John Dayal, président de l’AICU (All India Catholic Union), qui s’est exprimé dans un communiqué du 19 novembre dernier, a qualifié les propos du leader nationaliste hindou de “racistes” et “nourris par des préjugés datant d’une époque d’eugénisme qui s’est éteinte avec la fin des concepts hitlériens de ‘race pure’ Il a également souligné le caractère discriminatoire de son discours vis-à-vis des fem-mes, perçues uniquement sous l’angle de la maternité : “Sa conception de la femme indienne, victime d’agressions sexuelles dès son enfance sous couvert de mariage traditionnel et qui, à présent, est considérée comme un moyen politique de servir une idéologie démente et haineuse vis-à-vis des autres communautés, est épouvantable et inacceptable.” Le président de l’AICU a aussi ajouté : “Ces dernières années, nous avons déjà pu nous familiariser avec les propos très dangereux du groupe ultra nationaliste Rashtriya Swayamsewak Sangh : demande d’élimination des pays voisins, critiques très violentes exprimées contre les minorités religieuses chrétienne et musulmane (.). Le RSS cherche à supprimer le pluralisme indien (.). Les minorités ethniques, aborigènes et religieuses ont alerté la société indienne car ses messages ébranlent les principes démocratiques qui sous-tendent l’unité et l’intégrité de l’Inde.”

John Dayal a précisé de surcroît que les statistiques utilisées par le RSS sont douteuses en ce sens qu’elles puisent leurs sources dans une publication de 2001 produite par le Center for Policy Studies de Chennai (Madras), connu pour être proche des thèses de l’extrême droite hindoue. Parue peu après le recensement de 2001, cette publication, soutenue par le gouvernement pro-BJP d’alors, visait à développer l’idée d’une explosion démographique des populations musulmanes et d’une expansion du terrorisme par les chrétiens des Etats du Nord-Est de l’Inde. Enfin, John Dayal a souligné que les conclusions du RSS étaient elles-mêmes contredites par les données officielles du gouvernement fédéral indien, publiées en 2001 dans une autre étude rédigée par le People of India Project. Cette étude mettait en évidence, d’une part, que la polygamie était plus fréquente chez certains groupes non musulmans que chez les groupes musulmans et que, d’autre part, le pourcentage de la population chrétienne avait tendance à diminuer, même dans les régions les plus pauvres et les plus rurales de l’Inde, du fait de la politique de restriction des naissances. “Le mythe d’une conspiration chrétienne qui serait fondée sur les conversions et l’augmentation démographique est un mensonge motivé par une volonté de calomnier une communauté entière a ajouté le président de l’AICU (1).

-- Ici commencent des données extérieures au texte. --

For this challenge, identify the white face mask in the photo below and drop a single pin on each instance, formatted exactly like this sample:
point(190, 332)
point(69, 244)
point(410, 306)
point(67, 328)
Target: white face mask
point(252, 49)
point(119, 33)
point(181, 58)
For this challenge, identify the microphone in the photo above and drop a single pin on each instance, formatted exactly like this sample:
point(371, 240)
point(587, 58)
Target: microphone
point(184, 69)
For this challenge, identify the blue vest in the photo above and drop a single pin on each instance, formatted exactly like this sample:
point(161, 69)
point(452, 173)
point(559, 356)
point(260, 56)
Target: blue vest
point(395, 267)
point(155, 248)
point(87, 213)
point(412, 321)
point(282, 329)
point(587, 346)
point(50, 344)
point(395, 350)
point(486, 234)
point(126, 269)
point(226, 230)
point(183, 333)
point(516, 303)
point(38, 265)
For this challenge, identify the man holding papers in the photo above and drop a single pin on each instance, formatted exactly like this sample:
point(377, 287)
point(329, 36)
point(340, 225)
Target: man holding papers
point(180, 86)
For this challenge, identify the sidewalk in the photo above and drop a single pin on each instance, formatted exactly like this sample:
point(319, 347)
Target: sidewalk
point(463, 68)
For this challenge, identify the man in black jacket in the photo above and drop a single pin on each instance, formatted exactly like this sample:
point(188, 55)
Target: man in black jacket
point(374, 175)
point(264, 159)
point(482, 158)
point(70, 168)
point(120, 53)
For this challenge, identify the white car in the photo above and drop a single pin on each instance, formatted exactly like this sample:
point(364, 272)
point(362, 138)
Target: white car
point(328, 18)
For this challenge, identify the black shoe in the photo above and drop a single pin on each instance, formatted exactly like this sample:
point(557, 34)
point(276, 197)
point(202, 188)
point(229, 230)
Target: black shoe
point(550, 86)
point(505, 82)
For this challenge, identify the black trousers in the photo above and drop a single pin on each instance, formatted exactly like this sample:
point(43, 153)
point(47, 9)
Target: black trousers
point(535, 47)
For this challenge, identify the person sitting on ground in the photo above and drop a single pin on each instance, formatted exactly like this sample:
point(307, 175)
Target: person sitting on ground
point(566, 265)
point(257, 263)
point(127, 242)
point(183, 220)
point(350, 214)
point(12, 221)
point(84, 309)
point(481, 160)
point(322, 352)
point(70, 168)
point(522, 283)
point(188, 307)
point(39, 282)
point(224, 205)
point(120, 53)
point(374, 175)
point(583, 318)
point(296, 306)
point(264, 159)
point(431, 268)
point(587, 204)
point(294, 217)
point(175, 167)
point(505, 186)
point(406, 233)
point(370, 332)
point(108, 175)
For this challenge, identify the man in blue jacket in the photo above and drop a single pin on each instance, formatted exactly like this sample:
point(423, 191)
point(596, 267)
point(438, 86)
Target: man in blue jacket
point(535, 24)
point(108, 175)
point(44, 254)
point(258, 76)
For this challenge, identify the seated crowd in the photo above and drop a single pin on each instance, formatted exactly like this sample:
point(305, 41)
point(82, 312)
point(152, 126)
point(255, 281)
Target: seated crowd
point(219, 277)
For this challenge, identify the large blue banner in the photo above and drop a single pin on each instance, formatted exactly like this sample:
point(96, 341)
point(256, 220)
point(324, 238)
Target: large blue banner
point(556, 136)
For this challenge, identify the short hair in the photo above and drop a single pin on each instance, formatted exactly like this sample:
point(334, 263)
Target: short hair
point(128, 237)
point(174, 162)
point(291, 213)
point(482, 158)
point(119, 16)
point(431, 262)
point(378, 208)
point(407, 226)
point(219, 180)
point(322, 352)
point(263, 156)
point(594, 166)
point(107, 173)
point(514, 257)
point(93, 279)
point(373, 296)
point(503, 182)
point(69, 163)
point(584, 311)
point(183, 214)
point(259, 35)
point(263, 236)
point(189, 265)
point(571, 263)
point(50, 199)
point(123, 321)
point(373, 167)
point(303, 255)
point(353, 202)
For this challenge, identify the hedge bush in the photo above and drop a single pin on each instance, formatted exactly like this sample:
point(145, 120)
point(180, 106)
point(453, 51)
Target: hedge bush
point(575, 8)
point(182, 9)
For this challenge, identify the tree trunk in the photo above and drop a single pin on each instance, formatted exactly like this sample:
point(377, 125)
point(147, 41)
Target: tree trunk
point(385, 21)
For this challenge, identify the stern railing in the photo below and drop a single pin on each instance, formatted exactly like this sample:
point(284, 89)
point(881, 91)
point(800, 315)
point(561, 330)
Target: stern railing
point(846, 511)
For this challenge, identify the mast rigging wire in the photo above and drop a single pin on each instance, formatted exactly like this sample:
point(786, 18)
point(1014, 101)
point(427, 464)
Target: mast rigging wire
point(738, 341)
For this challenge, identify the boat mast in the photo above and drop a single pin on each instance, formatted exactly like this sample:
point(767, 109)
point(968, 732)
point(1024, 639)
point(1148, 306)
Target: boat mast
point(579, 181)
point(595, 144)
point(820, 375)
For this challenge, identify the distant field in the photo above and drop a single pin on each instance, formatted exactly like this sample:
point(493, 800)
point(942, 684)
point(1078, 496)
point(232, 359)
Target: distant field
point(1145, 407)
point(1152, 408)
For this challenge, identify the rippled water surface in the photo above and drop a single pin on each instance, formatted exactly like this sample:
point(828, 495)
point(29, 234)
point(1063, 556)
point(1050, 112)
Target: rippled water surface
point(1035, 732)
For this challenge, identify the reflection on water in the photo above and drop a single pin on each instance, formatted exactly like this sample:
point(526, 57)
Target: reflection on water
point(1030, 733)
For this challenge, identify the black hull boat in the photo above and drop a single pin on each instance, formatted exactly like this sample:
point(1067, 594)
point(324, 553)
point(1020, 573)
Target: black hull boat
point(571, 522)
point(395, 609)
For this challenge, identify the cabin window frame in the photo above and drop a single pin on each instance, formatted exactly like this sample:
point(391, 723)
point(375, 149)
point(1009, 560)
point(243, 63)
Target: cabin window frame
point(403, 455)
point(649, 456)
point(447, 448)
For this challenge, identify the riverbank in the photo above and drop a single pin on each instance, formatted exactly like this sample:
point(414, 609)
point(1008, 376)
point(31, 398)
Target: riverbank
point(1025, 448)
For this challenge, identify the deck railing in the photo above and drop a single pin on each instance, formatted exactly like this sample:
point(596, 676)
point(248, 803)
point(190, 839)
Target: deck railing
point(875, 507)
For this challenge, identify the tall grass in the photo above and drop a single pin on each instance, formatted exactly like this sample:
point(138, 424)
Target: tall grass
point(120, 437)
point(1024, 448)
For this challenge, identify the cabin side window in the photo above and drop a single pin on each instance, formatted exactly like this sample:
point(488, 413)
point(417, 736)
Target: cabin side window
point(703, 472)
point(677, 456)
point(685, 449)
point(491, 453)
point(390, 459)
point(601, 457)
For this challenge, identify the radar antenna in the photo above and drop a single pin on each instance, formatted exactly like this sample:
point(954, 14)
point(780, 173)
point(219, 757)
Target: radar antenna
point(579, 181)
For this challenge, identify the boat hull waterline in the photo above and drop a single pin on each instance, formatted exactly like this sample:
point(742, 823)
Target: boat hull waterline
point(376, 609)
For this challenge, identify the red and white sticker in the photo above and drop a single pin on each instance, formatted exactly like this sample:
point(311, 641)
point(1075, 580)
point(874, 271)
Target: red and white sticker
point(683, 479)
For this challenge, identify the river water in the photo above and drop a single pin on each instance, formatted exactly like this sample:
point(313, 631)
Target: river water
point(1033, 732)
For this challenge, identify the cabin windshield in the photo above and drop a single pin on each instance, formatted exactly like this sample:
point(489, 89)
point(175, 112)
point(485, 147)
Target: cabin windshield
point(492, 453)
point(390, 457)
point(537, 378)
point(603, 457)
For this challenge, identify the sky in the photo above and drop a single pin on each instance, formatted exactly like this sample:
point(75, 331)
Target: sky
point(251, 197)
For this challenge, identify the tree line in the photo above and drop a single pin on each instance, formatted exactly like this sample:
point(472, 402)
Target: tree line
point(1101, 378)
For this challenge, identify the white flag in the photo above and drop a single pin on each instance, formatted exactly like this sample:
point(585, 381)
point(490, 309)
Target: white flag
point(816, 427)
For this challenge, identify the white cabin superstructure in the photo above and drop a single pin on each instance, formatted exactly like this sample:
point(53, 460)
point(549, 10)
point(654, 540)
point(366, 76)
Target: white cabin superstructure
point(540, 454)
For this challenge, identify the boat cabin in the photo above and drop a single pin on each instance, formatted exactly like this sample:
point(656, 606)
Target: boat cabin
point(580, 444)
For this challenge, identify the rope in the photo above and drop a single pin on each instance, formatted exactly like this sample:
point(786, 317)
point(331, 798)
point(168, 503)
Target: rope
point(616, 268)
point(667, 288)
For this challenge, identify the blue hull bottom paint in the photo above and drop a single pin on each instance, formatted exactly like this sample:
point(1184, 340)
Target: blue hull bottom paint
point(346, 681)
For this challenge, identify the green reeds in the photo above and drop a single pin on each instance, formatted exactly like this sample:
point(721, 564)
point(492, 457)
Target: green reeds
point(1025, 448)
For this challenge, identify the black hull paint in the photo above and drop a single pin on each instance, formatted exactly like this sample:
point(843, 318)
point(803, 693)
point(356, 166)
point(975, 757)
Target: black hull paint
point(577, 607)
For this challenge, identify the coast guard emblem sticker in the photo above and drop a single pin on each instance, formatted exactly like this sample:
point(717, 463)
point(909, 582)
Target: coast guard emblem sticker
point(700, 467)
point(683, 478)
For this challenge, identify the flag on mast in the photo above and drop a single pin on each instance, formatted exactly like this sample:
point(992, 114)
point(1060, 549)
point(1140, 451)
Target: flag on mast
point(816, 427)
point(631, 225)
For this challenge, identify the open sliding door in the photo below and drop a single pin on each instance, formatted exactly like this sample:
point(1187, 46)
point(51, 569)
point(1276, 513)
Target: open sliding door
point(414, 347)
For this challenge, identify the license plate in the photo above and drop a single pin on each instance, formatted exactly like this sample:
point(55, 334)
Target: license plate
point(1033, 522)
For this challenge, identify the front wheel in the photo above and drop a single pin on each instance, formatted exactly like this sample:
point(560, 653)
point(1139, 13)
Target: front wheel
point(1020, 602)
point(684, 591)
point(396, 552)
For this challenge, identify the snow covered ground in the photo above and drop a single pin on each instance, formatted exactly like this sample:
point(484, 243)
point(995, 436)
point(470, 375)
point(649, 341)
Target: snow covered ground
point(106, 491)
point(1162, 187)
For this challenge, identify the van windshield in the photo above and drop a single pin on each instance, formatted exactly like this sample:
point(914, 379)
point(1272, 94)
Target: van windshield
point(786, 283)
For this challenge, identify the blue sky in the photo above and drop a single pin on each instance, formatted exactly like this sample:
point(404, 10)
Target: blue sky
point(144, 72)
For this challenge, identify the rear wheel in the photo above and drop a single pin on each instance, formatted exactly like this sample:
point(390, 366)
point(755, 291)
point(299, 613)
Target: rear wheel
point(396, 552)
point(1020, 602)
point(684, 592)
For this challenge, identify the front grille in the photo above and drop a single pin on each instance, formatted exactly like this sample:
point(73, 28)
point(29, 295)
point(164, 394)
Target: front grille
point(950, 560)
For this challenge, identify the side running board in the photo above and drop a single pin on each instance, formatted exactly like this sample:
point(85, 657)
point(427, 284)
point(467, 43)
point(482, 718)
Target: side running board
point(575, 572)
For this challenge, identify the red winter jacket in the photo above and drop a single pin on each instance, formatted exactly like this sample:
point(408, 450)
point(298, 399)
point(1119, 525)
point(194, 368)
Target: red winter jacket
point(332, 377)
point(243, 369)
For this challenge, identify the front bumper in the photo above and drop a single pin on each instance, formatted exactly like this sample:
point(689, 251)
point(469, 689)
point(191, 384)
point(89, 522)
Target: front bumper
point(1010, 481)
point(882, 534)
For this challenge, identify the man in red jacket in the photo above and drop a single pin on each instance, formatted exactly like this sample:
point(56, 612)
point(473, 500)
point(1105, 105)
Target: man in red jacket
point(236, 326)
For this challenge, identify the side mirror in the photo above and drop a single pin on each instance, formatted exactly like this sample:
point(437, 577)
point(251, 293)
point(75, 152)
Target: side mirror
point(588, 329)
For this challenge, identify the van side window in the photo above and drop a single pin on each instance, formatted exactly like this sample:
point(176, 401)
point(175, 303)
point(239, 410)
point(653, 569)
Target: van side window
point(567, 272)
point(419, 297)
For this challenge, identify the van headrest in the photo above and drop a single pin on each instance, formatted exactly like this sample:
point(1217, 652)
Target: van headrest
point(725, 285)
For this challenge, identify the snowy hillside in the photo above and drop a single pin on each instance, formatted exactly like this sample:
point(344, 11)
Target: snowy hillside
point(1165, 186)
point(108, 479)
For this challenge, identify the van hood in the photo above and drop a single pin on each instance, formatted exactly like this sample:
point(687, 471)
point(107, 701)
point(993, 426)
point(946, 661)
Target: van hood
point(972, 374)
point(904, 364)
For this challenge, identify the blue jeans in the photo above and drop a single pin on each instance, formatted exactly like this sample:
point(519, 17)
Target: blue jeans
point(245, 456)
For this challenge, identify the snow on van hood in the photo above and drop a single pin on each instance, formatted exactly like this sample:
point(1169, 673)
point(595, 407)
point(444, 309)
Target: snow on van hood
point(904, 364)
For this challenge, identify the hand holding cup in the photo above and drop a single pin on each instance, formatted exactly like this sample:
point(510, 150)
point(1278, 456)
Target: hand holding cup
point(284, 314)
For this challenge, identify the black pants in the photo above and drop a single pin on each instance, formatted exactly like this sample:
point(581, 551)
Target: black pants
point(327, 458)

Le 19 novembre dernier, Sajan K. George, délégué du GCIC (Global Council of Indian Christians), a déclaré à l’agence SAR News : “Les propos de l’extrémiste hindou vis-à-vis des femmes indiennes sont une volonté délibérée de ‘talibaniser’ la société indienne (.). Ces remarques méprisantes envers les chrétiens du Nord-Est de l’Inde ont pour but d’inciter à la violence en semant la discorde.” Sajan K. George a demandé que le responsable du RSS présente des excuses et que le gouvernement fédéral tienne K. S. Sudarshan et ses homologues responsables des troubles causés dans le Nord-Est de l’Inde, du fait du sentiment d’aliénation et d’insulte ressentis par les minorités de la région.

Le RSS est considéré comme le noyau dur de la nébuleuse des mouvements de l’extrême droite hindoue. Ce mouvement nationaliste indien, créé en 1925 par le Dr. K. B. Hedgewar, qui admirait Benito Mussolini, se fonde sur les principes de (terme qui désigne à la fois le mouvement nationaliste hindou et la doctrine sociale et politique qui l’accompagne et qui vise à identifier l’hindouisme à la nation indienne) (2). Après l’assassinat du Mahatma Gandhi par Nathuram Godse, un ancien membre du RSS, l’organisation a été déclarée illégale en 1948, puis a de nouveau été autorisée l’année suivante. Par le biais de ses différentes ramifications, le RSS est présent à tous les niveaux de la société indienne. Ses principaux objectifs sont la propagation des valeurs de l’hindouisme et la lutte contre l’influence des autres religions, notamment l’islam (3) et le christianisme.